Purpose: Chronic myelogenous leukemia (CML) is characterized by the constitutive activation of Bcr-Abl tyrosine kinase. Bcr-Abl-T315I is the predominant mutation that causes resistance to imatinib, cytotoxic drugs, and the second-generation tyrosine kinase inhibitors. The emergence of imatinib resistance in patients with CML leads to searching for novel approaches to the treatment of CML. Gambogic acid, a small molecule derived from Chinese herb gamboges, has been approved for phase II clinical trial for cancer therapy by the Chinese Food and Drug Administration (FDA).
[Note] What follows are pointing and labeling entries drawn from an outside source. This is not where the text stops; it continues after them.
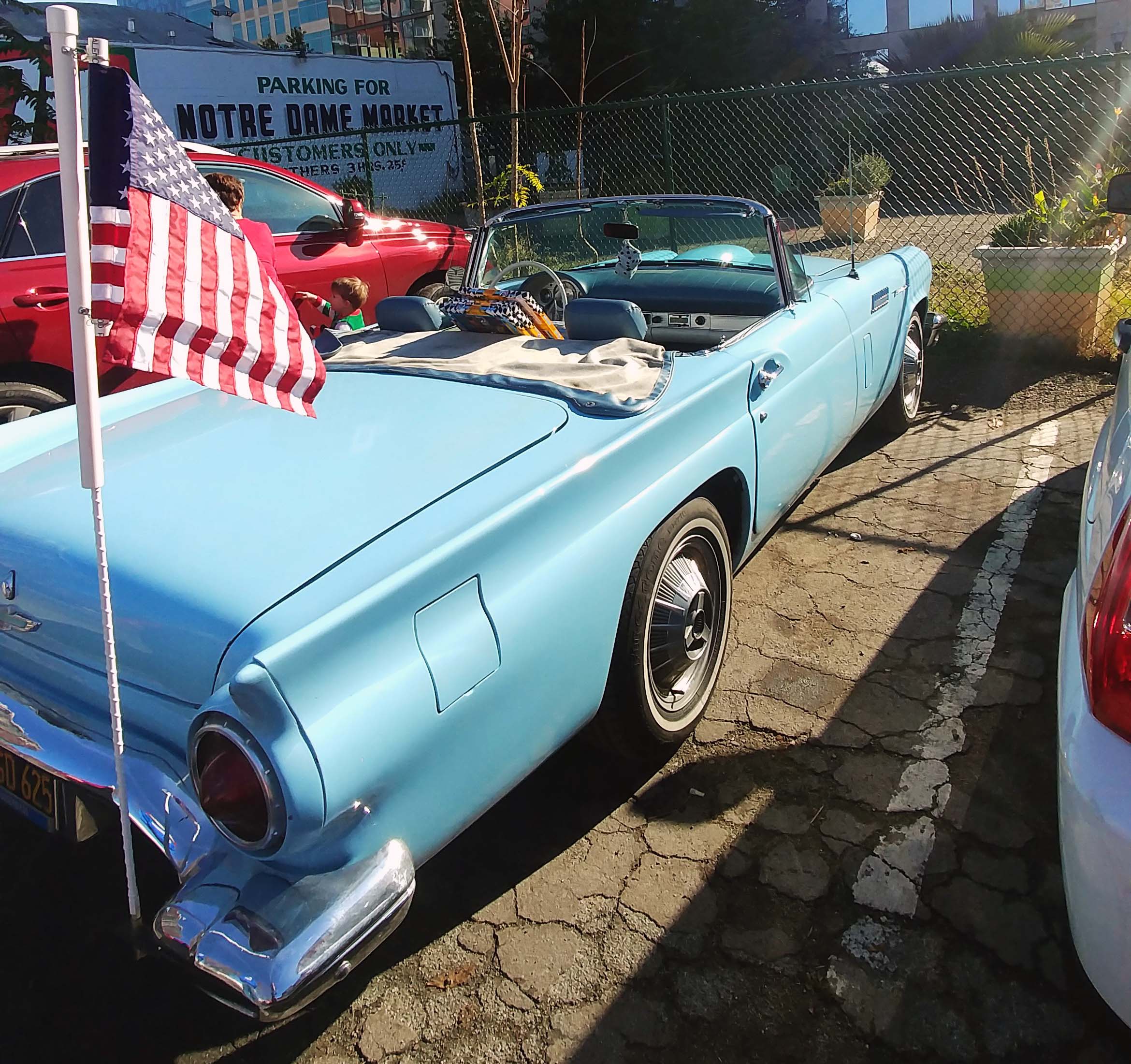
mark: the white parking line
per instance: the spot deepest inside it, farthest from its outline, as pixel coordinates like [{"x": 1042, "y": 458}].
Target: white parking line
[{"x": 889, "y": 878}]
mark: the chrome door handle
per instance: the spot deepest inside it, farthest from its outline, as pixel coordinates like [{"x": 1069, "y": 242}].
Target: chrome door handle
[
  {"x": 48, "y": 298},
  {"x": 768, "y": 374},
  {"x": 12, "y": 621}
]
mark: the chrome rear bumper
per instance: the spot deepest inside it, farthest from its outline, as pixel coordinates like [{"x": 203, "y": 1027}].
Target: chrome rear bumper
[{"x": 267, "y": 941}]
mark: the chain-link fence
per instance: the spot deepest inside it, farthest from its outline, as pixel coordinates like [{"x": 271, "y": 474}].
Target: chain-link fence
[{"x": 992, "y": 171}]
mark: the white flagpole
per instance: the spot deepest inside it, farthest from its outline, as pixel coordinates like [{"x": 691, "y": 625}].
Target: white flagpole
[{"x": 62, "y": 25}]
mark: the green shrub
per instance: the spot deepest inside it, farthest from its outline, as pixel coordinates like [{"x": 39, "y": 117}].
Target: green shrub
[{"x": 870, "y": 175}]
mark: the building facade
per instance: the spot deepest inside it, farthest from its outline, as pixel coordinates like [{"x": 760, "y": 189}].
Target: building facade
[
  {"x": 403, "y": 29},
  {"x": 878, "y": 29}
]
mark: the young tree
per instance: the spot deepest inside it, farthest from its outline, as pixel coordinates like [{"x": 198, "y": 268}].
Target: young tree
[
  {"x": 297, "y": 42},
  {"x": 473, "y": 131},
  {"x": 584, "y": 83},
  {"x": 561, "y": 23},
  {"x": 511, "y": 55},
  {"x": 16, "y": 87},
  {"x": 491, "y": 88}
]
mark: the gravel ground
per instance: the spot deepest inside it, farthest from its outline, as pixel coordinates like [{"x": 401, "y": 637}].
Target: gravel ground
[{"x": 721, "y": 907}]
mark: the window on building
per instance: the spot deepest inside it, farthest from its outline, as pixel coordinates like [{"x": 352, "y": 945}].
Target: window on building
[
  {"x": 930, "y": 13},
  {"x": 311, "y": 11},
  {"x": 864, "y": 17}
]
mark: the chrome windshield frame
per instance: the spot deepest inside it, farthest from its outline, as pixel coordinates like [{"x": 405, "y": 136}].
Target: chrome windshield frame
[{"x": 558, "y": 207}]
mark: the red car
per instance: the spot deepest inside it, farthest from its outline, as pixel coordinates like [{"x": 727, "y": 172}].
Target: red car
[{"x": 318, "y": 237}]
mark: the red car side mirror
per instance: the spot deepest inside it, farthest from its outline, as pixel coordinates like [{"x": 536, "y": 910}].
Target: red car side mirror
[{"x": 354, "y": 219}]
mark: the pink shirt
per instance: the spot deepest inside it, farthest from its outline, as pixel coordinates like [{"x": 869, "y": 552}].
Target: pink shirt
[{"x": 263, "y": 242}]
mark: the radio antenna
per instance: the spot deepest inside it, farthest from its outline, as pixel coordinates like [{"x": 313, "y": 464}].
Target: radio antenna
[{"x": 852, "y": 218}]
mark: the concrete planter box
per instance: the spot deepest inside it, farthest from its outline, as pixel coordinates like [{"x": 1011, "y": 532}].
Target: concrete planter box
[
  {"x": 1049, "y": 292},
  {"x": 844, "y": 216}
]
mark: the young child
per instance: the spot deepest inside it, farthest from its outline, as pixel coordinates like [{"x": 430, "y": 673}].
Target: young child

In this study, we investigated the effect of gambogic acid on cell survival or apoptosis in CML cells bearing Bcr-Abl-T315I or wild-type Bcr-Abl. Experimental Design: CML cell lines (KBM5, KBM5-T315I, and K562), primary cells from patients with CML with clinical resistance to imatinib, and normal monocytes from healthy volunteers were treated with gambogic acid, imatinib, or their combination, followed by measuring the effects on cell growth, apoptosis, and signal pathways. The in vivo antitumor activity of gambogic acid and its combination with imatinib was also assessed with nude xenografts. Results: Gambogic acid induced apoptosis and cell proliferation inhibition in CML cells and inhibited the growth of imatinib-resistant Bcr-Abl-T315I xenografts in nude mice. Our data suggest that GA-induced proteasome inhibition is required for caspase activation in both imatinib-resistant and -sensitive CML cells, and caspase activation is required for gambogic acid-induced Bcr-Abl downregulation and apoptotic cell death. Conclusions: These findings suggest an alternative strategy to overcome imatinib resistance by enhancing Bcr-Abl downregulation with the medicinal compound gambogic acid, which may have great clinical significance in imatinib-resistant cancer therapy. Clin Cancer Res; 20(1); 151-63.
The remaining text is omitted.